I’m sitting on the couch in the living room, watching out the window as cars make wide soaring turns onto our street. It’s gray out, but the sky seems to be done with both raining and snowing for the time being.
I came home from my morning shift at lunchtime with the question looming: What would I do with the hours until 5:30 when I had to head back to work? (What should I do? What could I do?) I could’ve looked at my to-do list. I like lists. I create them, then they tell me where I am and what to do next. They’re a method of making sense, a method of self-control. Even my writing itself is frequently full of long, haphazard inventories. They help me feel like I’m managing, like I’ve got some sense of the scope of whatever’s in front of me.

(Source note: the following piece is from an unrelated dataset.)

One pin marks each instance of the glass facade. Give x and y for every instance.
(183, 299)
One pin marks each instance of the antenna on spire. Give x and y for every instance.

But my productivity in many areas, including writing, has been low in the last few weeks. I’ve been half-a-stumbling-step ahead, rather than ten, as I’d prefer. That’s how it is sometimes.
So it’s not really lists—the nice, the neat, the orderly, the tidy—that I’ve been thinking about recently anyway. It’s stories—the messy, the splashy, the glowing, the inexplicable. Stories transcend our management.
My better moments in the past weeks have been moments of story-telling, when I’m talking to a friend and I think of something that happened two years ago, or eight, and get a couple sentences in, then stop myself, realizing what I’m about to do, and say, “Can I tell you this story?” And then, with my listener’s blessing, I go on.
And I’ll tell you something—when there’s no friend in the room, I just tell the stories to myself. I think of something a student or a cousin or a parent did some good while back and I launch into the tale in my head. When we tell stories—stories we care about—we do it actively, enthusiastically. So even just silently recounting some small narrative to myself, I can feel my eyes light up and my shoulders lean forward as if there’s an actual audience, my gray old winter heart rising.
I knew this, but I’d forgotten: stories are structures to hang our hope on. And I think this is because, unlike lists, stories are not entirely knowable. They’re positively littered with pockets of mystery and odd unsolvable detail, bits that call out our deepest human longings. To habitually tell stories—to others, to ourselves, to the wall, to the cat—renews somewhere in our souls the sense that we are perpetually on the edge of a very large story indeed, a story that we do not and cannot quite understand. It reminds us that there are plans much larger than our little lists, plans that will carry us in their arms, plans for glory and for justice and for grace. As Auden wrote, “Seek Him in the Kingdom of Anxiety; You will come to a great city that has expected your return for years.”
Anyway, I’m watching cars today. That wasn’t on the list. (And also writing. That was. That always is.)